Son olarak ilçemiz Kestel Şehit Polis İsmail Özbek ortaokulunda geçen hafta yaşanan olay hepimizi derinden üzmüştür. Bir veli tarafından öğretmenler ve okul idaresi tehdit edilmiştir. Veli ben ne dersem yapacaksınız, aksi taktirde hiç kimsenin bu okulda okumasına izin vermem gibi ifadelerle okulun huzur ve güvenliğini bozmuştur. Her problem yaşayan veli bu şekilde davrandığı koşulda okul eğitim öğretim verilen bir kurum olmaktan uzaklaşacaktır. Bu gibi davranışları kabul etmiyoruz.

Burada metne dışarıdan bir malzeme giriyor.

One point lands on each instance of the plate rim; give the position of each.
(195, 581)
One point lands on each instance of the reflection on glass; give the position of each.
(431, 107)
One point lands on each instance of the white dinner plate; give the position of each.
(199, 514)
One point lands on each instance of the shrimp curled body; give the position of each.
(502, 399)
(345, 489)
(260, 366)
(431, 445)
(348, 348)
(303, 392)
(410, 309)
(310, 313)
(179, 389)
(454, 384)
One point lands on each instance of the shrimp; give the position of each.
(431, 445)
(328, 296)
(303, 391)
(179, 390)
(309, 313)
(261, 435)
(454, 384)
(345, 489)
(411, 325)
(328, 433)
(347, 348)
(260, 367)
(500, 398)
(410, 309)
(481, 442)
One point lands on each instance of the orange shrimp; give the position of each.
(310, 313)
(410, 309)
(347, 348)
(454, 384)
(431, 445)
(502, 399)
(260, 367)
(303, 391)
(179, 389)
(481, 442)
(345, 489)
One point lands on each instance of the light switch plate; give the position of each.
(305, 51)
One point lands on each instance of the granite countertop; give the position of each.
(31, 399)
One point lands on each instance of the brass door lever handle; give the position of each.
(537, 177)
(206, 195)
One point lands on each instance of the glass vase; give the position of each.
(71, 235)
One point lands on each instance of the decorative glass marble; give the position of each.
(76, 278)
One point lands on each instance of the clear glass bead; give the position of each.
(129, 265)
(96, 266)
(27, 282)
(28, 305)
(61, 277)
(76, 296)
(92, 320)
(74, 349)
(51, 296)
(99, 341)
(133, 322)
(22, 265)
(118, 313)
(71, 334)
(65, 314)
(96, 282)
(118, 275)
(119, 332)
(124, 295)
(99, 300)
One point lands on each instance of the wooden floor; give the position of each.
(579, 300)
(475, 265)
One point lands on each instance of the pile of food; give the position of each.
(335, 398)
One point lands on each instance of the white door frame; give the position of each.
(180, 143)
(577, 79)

Yaşanan bu olayların bu noktaya gelmesinde toplum önünde eğitim emekçilerinin itibarsızlaştırılmasından kaynaklı olduğunu düşünüyoruz. Eğitim sisteminde yaşanan olumsuzlukların temel nedeni olarak öğretmenleri görülmesi, CİMER uygulamasının velilerin elinde bir sopaya dönüştürülmesi, MEB’in eğitimde yaşanan sorunlara çözüm üretmek yerine öğretmenleri ve idarecileri veli/öğrenci karşısında tek muhatap olarak bırakması, bugün yaşananlara zemin oluşturmuştur.
Okullarda eğitim emekçilerine yönelik saldırıların önlenebilmesi, öncelikle her fırsatta eğitim emekçilerini hedef haline getiren politika ve uygulamalara son verilmesinden geçmektedir. Okulda şiddet olaylarının son bulması için MEB’i acilen harekete geçmeye ve önlem almaya çağırıyoruz.
Eğitim emekçilerinin, başta MEB olmak üzere eğitim sendikalarının ve tüm toplum kesimlerinin desteğini hissetmeye ihtiyaçları vardır. Eğitim kurumlarının tümünde, şiddetle mücadele etmek için alınması gereken somut önlemleri, ne yapılacağını ve nasıl önleneceğini gösteren bir eylem planı olmalıdır.
Eğitim emekçilerine yönelik şiddet konusunda tüm öğretmen arkadaşlarımızı ve toplumun bütün kesimlerini birlikte mücadele etmeye çağırıyoruz. Biz artık şiddet ve tehdit olayları ile gündeme gelmek istemiyoruz.
- Kendi canımızdan ve öğrencilerimizin canından endişe ederek okula gitmek istemiyoruz.
- Can güvenliğimizin olmadığı bir eğitim sistemini kabul etmiyoruz!
- Tüm okulların güvenliği derhal sağlanmalıdır.
- Milli Eğitim Bakanlığını ivedilikle eğitimde yaşanan sorunları çözmeye ve öğretmenlerimizi koruyacak şiddet yasasını çıkarmaya davet ediyoruz.” ifadeleri kullanıldı.